I just finished reading Invisible Frontier: Roofs, Ruins, and Rooftops of Hidden New York, which is not really that bad despite what I am about to write below. It has very nice descriptions of the historical and enginneering backround of the various structures explored, written in a style similar to H. Petroski. or perhaps David Hackett Fischer. The narration of the "missions" is decent. Most of the places explored are interesting, and the photography is good. I'm probably being a bit too harsh in light of the Jinx organization's successes, but the book is so close to being great, and falls short...so frustrating. The authors seem to habitually move in too large of groups, under-equiped and under-motivated (they turn back half-way to their goals over and over).
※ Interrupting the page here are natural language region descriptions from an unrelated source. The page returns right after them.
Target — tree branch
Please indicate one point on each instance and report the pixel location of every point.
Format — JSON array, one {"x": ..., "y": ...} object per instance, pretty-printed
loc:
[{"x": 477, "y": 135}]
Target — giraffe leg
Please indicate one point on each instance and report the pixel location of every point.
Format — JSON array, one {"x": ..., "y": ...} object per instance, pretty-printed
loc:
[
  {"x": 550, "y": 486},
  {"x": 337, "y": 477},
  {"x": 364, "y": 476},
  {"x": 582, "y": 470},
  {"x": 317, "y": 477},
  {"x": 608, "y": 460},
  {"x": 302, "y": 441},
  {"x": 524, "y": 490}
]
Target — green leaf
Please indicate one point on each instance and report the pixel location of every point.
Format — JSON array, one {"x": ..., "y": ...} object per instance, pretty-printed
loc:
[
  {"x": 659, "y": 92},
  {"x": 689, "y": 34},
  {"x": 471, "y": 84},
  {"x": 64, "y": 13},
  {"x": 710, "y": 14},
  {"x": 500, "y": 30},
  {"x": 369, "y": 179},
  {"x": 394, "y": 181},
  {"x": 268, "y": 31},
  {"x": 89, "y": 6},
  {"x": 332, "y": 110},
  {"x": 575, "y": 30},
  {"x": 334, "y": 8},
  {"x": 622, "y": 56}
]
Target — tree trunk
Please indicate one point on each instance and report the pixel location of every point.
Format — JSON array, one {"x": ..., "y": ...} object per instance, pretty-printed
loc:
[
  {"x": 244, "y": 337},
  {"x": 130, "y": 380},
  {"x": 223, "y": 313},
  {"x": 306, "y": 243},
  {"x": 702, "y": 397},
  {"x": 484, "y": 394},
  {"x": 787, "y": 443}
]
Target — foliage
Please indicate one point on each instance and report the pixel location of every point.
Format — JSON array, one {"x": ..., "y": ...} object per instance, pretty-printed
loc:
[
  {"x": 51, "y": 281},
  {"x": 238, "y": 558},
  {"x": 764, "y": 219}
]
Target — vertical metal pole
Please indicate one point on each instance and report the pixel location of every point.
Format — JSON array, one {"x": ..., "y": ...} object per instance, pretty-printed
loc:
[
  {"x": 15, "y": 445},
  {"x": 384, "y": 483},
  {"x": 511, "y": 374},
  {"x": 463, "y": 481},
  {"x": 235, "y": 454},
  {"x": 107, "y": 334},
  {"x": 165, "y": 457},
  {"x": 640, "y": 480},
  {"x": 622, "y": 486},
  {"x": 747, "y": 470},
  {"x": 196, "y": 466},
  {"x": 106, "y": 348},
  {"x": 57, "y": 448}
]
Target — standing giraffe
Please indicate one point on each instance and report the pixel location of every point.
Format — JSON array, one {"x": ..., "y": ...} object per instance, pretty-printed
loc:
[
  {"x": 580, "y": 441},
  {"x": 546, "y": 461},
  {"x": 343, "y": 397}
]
The authors' attempts to puff up the importance of their ameteur philosophical discussions and their monthly society meetings comes accross as horribly self-indulgent. Even the trademark jinx black suit and cocktail dress attire, which is admittably cool, is described in terms of "The fields of philosophy and science will never take our empircal findings seriously if we dress as adolecents." I wish I could say that in context that statement is a joke, but unfortunately it does not seem to be. Empirical findings of WHAT? Are you sequencing DNA in old buildings? Refining ethical theories in tunnels? With a little less pretension, and more compentent exploration it would have been an amazing book...

1 Comments:

  • "The fields of philosophy and science will never take our empircal findings seriously if we dress as adolecents."

    To peel back another layer of stupidity in this remark:
    Could science and philosophy take themselves seriously if dapper dress were required? Don't we all know how academics dress themselves?